El dólar cerró el mes de marzo con su mejor rendimiento mensual desde julio de 2025, y su avance trimestral no se observaba desde finales de 2024. Este aumento se debe a una creciente aversión al riesgo en los mercados globales, exacerbada por la intensificación del conflicto en Medio Oriente, que afectó las dinámicas energéticas y las proyecciones de crecimiento. Ante esto, los inversionistas optaron por refugiarse en la moneda estadounidense.

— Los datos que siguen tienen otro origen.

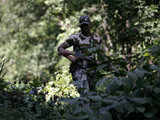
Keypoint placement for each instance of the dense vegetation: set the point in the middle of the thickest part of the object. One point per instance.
(35, 82)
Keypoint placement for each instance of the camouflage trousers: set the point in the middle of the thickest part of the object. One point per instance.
(81, 78)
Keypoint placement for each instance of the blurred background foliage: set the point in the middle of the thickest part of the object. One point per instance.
(33, 76)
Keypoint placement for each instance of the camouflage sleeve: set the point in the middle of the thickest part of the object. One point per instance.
(100, 53)
(68, 43)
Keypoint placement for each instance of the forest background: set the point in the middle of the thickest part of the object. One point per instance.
(35, 82)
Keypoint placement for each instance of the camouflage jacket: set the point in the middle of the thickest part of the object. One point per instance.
(87, 47)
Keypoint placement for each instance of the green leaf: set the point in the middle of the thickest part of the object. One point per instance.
(149, 115)
(141, 109)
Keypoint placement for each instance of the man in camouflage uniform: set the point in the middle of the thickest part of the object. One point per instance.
(85, 54)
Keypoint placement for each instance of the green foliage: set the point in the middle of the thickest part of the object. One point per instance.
(36, 85)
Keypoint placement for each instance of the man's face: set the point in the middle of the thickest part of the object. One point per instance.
(85, 27)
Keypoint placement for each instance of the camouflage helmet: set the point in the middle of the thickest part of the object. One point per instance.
(84, 20)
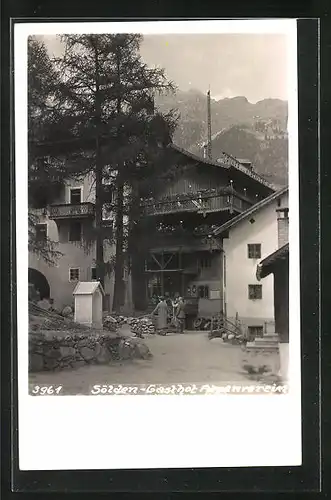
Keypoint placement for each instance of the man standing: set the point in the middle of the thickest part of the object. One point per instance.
(180, 314)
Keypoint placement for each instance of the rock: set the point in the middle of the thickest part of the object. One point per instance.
(52, 357)
(36, 362)
(104, 356)
(44, 304)
(126, 349)
(87, 353)
(139, 348)
(67, 311)
(67, 351)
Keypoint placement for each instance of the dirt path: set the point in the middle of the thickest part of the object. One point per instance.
(187, 358)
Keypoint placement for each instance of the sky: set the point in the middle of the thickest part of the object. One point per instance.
(250, 65)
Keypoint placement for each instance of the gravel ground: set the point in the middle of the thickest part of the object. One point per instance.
(187, 358)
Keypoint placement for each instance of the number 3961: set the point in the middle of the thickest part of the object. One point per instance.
(46, 390)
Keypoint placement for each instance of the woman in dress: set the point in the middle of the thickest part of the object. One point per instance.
(161, 311)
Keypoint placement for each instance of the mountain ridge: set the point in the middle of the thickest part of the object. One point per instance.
(256, 132)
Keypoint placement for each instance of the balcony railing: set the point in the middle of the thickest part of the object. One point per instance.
(67, 211)
(198, 203)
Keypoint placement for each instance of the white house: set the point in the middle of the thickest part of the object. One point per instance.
(247, 239)
(67, 223)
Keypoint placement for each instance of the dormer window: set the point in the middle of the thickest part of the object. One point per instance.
(75, 196)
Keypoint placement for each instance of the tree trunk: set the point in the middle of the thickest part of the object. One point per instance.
(99, 257)
(118, 300)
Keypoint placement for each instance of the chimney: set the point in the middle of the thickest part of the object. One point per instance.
(283, 223)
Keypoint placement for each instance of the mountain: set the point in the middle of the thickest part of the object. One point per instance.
(256, 132)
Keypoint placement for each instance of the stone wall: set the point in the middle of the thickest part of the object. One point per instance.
(54, 350)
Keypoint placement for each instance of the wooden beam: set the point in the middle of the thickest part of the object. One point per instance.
(158, 263)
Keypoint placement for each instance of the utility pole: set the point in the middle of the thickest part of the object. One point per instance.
(209, 151)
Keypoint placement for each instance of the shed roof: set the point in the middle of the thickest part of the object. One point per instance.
(266, 266)
(226, 162)
(87, 288)
(250, 211)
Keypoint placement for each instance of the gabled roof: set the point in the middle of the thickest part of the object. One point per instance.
(87, 288)
(265, 267)
(250, 211)
(227, 162)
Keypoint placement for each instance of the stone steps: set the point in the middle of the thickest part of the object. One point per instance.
(268, 342)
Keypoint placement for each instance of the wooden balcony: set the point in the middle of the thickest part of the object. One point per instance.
(204, 203)
(183, 240)
(68, 211)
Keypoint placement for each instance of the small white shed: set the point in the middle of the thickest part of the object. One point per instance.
(88, 297)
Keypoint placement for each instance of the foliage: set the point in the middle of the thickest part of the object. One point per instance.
(103, 97)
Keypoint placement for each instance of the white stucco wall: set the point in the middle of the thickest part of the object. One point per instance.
(241, 271)
(74, 255)
(84, 309)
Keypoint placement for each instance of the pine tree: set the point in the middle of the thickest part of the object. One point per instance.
(45, 175)
(106, 102)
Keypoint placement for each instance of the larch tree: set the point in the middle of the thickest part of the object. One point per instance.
(106, 102)
(45, 173)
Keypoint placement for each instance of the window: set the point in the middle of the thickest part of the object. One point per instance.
(75, 196)
(41, 232)
(254, 250)
(255, 331)
(74, 274)
(254, 292)
(204, 262)
(203, 292)
(75, 231)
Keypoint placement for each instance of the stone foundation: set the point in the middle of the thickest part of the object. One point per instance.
(54, 350)
(261, 363)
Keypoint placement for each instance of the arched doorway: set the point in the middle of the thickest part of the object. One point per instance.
(40, 283)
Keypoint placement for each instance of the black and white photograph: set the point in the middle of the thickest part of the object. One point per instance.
(157, 200)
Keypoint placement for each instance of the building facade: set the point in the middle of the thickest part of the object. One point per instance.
(183, 256)
(178, 253)
(247, 239)
(69, 223)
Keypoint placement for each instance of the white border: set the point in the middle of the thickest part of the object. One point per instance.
(220, 431)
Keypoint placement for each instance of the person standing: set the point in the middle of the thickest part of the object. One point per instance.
(180, 314)
(161, 310)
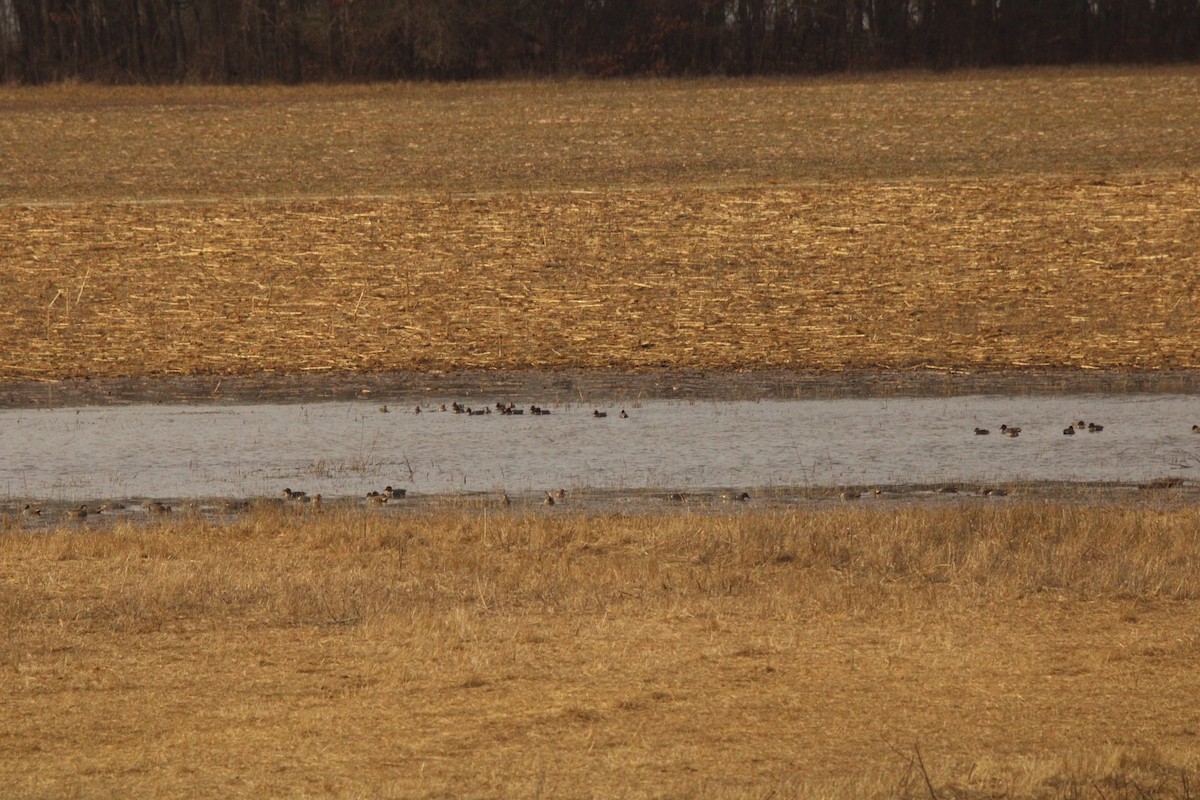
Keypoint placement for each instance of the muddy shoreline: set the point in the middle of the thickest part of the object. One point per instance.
(583, 385)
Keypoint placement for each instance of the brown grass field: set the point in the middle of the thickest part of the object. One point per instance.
(1020, 650)
(975, 222)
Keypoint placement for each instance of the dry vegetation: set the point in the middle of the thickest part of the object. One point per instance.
(1033, 650)
(969, 222)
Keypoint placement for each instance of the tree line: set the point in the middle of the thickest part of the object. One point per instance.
(293, 41)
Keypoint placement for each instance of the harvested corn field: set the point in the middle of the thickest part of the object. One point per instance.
(977, 223)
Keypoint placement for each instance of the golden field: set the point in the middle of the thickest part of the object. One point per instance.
(991, 650)
(976, 222)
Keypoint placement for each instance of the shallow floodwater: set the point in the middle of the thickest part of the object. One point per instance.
(349, 447)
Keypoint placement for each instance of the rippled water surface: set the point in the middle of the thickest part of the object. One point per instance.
(347, 447)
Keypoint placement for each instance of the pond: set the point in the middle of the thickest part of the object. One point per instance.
(348, 447)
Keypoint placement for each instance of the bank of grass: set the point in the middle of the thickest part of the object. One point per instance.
(971, 222)
(1031, 650)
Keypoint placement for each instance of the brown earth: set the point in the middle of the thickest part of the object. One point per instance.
(1035, 220)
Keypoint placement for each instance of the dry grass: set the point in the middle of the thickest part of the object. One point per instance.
(969, 222)
(1037, 650)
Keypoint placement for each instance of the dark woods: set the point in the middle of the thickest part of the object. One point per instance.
(250, 41)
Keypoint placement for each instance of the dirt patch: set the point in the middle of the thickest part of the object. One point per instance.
(582, 385)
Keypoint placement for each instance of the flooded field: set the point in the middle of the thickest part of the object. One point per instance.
(348, 447)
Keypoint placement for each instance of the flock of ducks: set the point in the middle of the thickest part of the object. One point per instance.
(507, 409)
(1012, 432)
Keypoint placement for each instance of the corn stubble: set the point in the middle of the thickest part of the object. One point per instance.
(1030, 218)
(1032, 650)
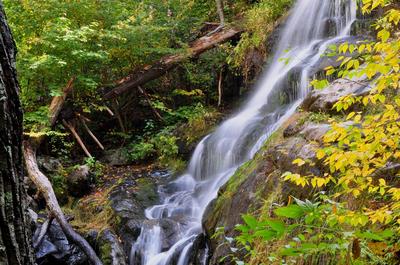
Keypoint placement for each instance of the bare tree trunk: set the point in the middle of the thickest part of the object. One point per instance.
(220, 10)
(45, 188)
(220, 89)
(15, 245)
(43, 184)
(159, 68)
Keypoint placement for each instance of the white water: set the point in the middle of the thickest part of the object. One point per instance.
(218, 155)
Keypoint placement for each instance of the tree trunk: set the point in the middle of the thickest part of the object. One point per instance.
(15, 245)
(220, 10)
(167, 63)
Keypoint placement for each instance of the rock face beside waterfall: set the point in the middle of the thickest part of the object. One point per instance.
(259, 180)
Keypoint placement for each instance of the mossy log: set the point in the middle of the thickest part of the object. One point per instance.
(46, 189)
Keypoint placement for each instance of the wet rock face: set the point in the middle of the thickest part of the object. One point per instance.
(260, 179)
(110, 249)
(49, 165)
(129, 202)
(323, 100)
(56, 249)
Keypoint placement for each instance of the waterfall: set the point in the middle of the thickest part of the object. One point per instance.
(312, 26)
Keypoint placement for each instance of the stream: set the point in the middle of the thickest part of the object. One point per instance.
(312, 26)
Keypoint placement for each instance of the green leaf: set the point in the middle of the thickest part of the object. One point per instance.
(277, 225)
(291, 211)
(266, 234)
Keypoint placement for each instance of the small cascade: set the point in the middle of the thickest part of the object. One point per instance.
(311, 28)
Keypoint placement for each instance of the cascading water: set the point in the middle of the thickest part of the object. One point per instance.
(311, 28)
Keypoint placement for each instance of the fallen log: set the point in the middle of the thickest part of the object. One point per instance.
(90, 132)
(43, 184)
(77, 137)
(46, 189)
(167, 63)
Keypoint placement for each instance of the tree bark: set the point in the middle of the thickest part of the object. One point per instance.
(15, 245)
(167, 63)
(45, 188)
(220, 10)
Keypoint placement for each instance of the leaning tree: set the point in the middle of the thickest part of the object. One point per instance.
(15, 246)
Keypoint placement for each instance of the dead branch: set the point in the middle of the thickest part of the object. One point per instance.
(159, 68)
(45, 187)
(90, 132)
(77, 137)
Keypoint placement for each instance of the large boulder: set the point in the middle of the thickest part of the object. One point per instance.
(259, 180)
(55, 248)
(324, 99)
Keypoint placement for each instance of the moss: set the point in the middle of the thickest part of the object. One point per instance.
(92, 212)
(147, 190)
(242, 173)
(105, 251)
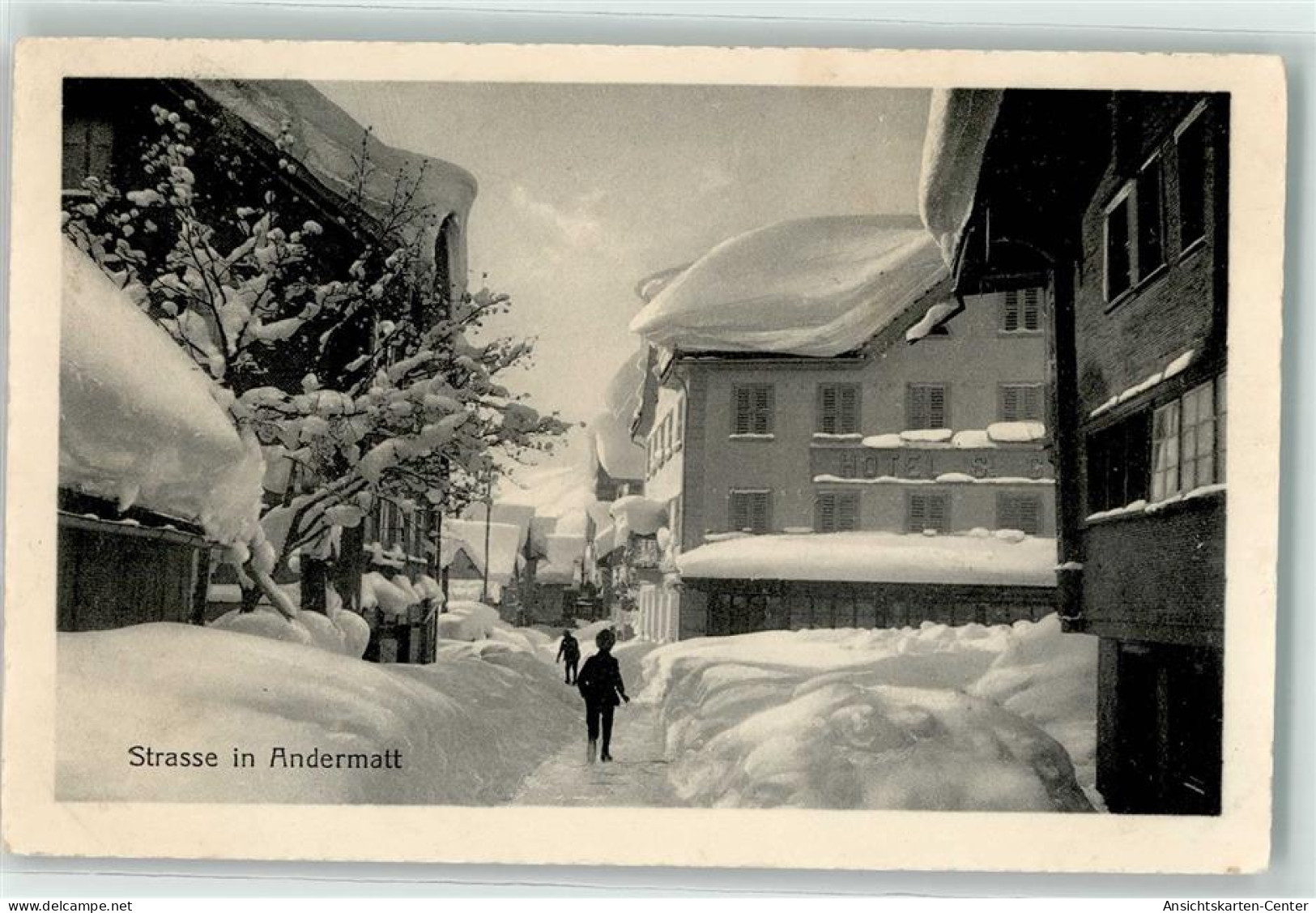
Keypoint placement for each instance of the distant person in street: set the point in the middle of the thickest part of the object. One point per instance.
(569, 654)
(603, 689)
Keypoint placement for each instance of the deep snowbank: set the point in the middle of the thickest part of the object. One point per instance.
(878, 557)
(467, 729)
(806, 287)
(138, 421)
(918, 719)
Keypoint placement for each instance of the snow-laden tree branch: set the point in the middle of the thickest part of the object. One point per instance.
(330, 343)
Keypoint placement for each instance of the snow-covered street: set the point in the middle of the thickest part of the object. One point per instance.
(638, 774)
(970, 717)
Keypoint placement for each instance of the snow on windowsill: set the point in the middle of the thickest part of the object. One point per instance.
(1143, 507)
(1007, 558)
(1170, 370)
(828, 436)
(973, 438)
(943, 479)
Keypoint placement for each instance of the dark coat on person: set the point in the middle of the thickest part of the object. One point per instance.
(570, 649)
(600, 680)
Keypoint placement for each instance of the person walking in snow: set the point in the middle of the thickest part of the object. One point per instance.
(603, 689)
(569, 654)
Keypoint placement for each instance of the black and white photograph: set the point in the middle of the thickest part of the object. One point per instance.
(648, 445)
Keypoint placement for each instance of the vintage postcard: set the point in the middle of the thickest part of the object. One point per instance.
(642, 455)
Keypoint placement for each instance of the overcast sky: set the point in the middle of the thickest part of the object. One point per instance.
(585, 190)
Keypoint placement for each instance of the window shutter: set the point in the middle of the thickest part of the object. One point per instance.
(846, 508)
(1031, 316)
(1033, 403)
(827, 514)
(740, 512)
(1010, 312)
(848, 409)
(828, 409)
(1010, 403)
(741, 411)
(937, 512)
(762, 409)
(936, 407)
(760, 520)
(916, 412)
(918, 518)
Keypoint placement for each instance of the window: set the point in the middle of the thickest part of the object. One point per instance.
(1118, 463)
(1023, 512)
(1021, 311)
(926, 405)
(1020, 403)
(1151, 217)
(1198, 437)
(836, 512)
(751, 510)
(926, 510)
(1221, 402)
(752, 409)
(1191, 143)
(1189, 441)
(1165, 450)
(1135, 230)
(1119, 259)
(837, 409)
(88, 147)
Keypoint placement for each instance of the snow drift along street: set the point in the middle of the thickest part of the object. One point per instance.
(947, 719)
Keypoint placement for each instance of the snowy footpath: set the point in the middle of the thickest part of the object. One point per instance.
(931, 717)
(638, 775)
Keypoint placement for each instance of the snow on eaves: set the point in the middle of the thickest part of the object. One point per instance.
(138, 421)
(960, 126)
(610, 432)
(505, 546)
(328, 139)
(561, 562)
(873, 557)
(970, 438)
(1172, 370)
(814, 287)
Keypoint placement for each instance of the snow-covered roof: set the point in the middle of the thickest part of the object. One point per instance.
(871, 557)
(960, 124)
(606, 541)
(637, 514)
(541, 528)
(610, 432)
(328, 141)
(560, 566)
(505, 512)
(815, 287)
(505, 546)
(553, 491)
(138, 421)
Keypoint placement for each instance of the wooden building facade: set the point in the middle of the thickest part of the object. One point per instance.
(1119, 204)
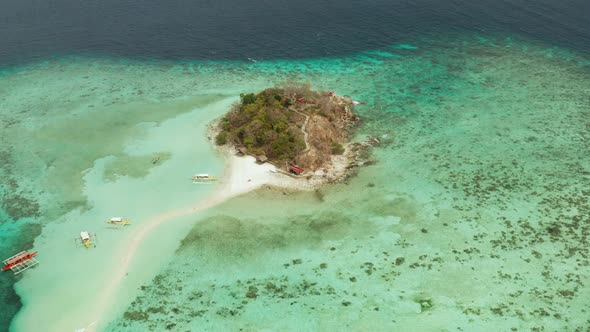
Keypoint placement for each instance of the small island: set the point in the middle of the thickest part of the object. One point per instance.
(300, 131)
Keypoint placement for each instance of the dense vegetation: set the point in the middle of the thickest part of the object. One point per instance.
(264, 124)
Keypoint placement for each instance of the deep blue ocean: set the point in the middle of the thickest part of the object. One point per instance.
(32, 30)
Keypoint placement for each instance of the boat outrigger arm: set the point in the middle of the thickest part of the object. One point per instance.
(20, 262)
(203, 177)
(85, 236)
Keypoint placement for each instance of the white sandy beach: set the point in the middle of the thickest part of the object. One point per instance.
(242, 175)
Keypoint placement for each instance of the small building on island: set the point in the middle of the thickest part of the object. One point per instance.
(242, 151)
(295, 170)
(261, 159)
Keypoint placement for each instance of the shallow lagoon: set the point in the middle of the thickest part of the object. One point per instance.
(474, 215)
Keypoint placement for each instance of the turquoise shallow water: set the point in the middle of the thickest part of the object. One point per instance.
(474, 216)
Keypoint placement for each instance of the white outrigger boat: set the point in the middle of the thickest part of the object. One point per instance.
(119, 221)
(203, 178)
(86, 238)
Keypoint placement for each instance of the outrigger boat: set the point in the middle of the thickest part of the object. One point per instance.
(86, 239)
(20, 262)
(119, 221)
(203, 178)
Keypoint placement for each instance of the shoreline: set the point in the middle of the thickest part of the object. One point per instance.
(241, 175)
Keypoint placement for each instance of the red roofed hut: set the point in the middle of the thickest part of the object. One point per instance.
(295, 170)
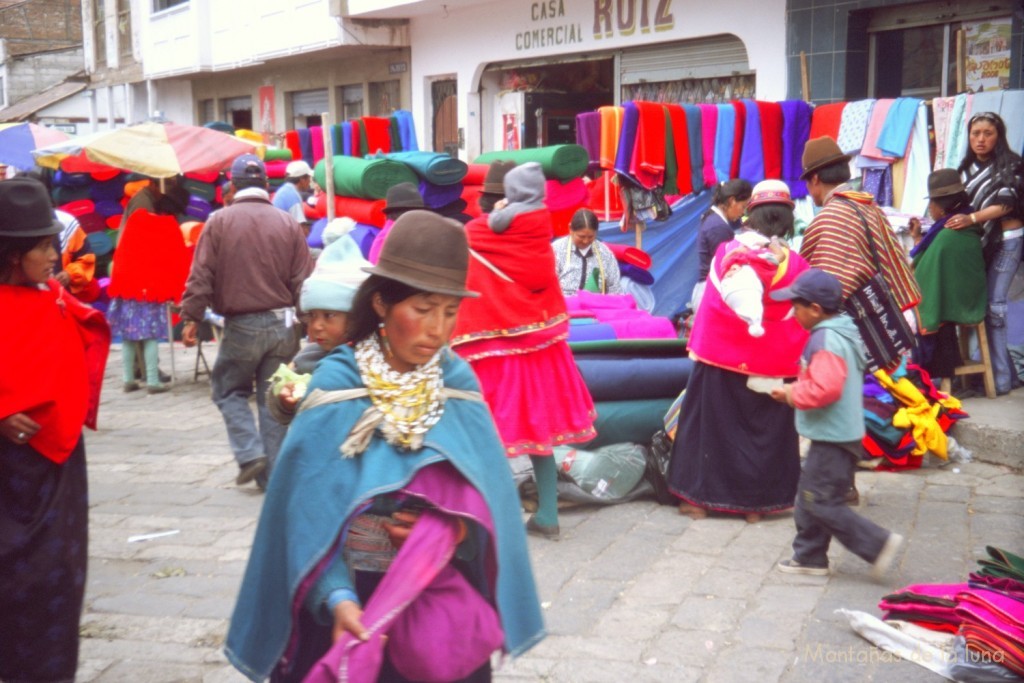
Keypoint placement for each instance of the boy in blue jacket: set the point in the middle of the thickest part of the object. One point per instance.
(827, 396)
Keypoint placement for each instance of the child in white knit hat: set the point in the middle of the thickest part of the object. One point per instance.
(326, 298)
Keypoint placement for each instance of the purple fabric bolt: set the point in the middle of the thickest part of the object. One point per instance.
(589, 137)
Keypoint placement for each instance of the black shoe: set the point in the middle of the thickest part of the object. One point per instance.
(251, 470)
(549, 532)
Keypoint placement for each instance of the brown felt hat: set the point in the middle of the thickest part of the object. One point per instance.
(944, 182)
(819, 153)
(428, 252)
(494, 182)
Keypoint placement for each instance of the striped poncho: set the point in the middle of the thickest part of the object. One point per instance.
(836, 243)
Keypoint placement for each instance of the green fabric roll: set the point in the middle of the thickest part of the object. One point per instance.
(561, 162)
(365, 178)
(278, 154)
(206, 190)
(951, 276)
(628, 421)
(434, 167)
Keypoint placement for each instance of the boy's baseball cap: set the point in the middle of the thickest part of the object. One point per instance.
(814, 286)
(248, 166)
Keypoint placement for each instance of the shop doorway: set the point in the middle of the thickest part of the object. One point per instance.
(444, 96)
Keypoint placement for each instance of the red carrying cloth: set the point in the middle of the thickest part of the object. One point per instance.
(529, 303)
(825, 120)
(370, 212)
(681, 141)
(378, 133)
(737, 137)
(292, 142)
(55, 364)
(771, 138)
(152, 261)
(628, 254)
(649, 151)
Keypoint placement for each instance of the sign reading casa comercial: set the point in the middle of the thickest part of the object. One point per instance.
(553, 27)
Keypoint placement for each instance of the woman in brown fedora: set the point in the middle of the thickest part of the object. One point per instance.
(48, 389)
(950, 271)
(390, 546)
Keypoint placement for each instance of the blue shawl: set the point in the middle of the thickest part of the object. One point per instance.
(313, 491)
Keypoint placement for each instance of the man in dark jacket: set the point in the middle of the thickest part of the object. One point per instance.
(250, 263)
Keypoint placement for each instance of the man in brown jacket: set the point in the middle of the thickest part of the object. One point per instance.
(250, 263)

El Bloomberg Dollar Spot Index experimentó un incremento de aproximadamente 2,36% en marzo y un avance cercano al 1% en el trimestre, lo que representa un cambio notable frente a las predicciones de inicios de año, cuando las expectativas eran bajistas para el dólar.
La interrupción del suministro energético, provocada por el cierre del estrecho de Ormuz, evidenció la vulnerabilidad de economías que dependen en gran medida de las importaciones de crudo y gas, como Europa y Japón. En contraste, la posición de Estados Unidos como principal productor energético realza el atractivo del dólar en un entorno incierto.
En América Latina, el desempeño de las divisas fue variado, influido por la evolución de los precios de las materias primas y factores internos. Divisas como el colón costarricense, el peso argentino y el real brasileño demostraron resiliencia, gracias a dinámicas locales y un posicionamiento favorable ante los flujos externos.
Analistas del BBVA advirtieron que tanto las divisas emergentes como las de Latinoamérica seguirán expuestas a eventos externos y a un clima de baja tolerancia al riesgo, especialmente a medida que el conflicto entre Irán y Estados Unidos no muestra signos de resolución.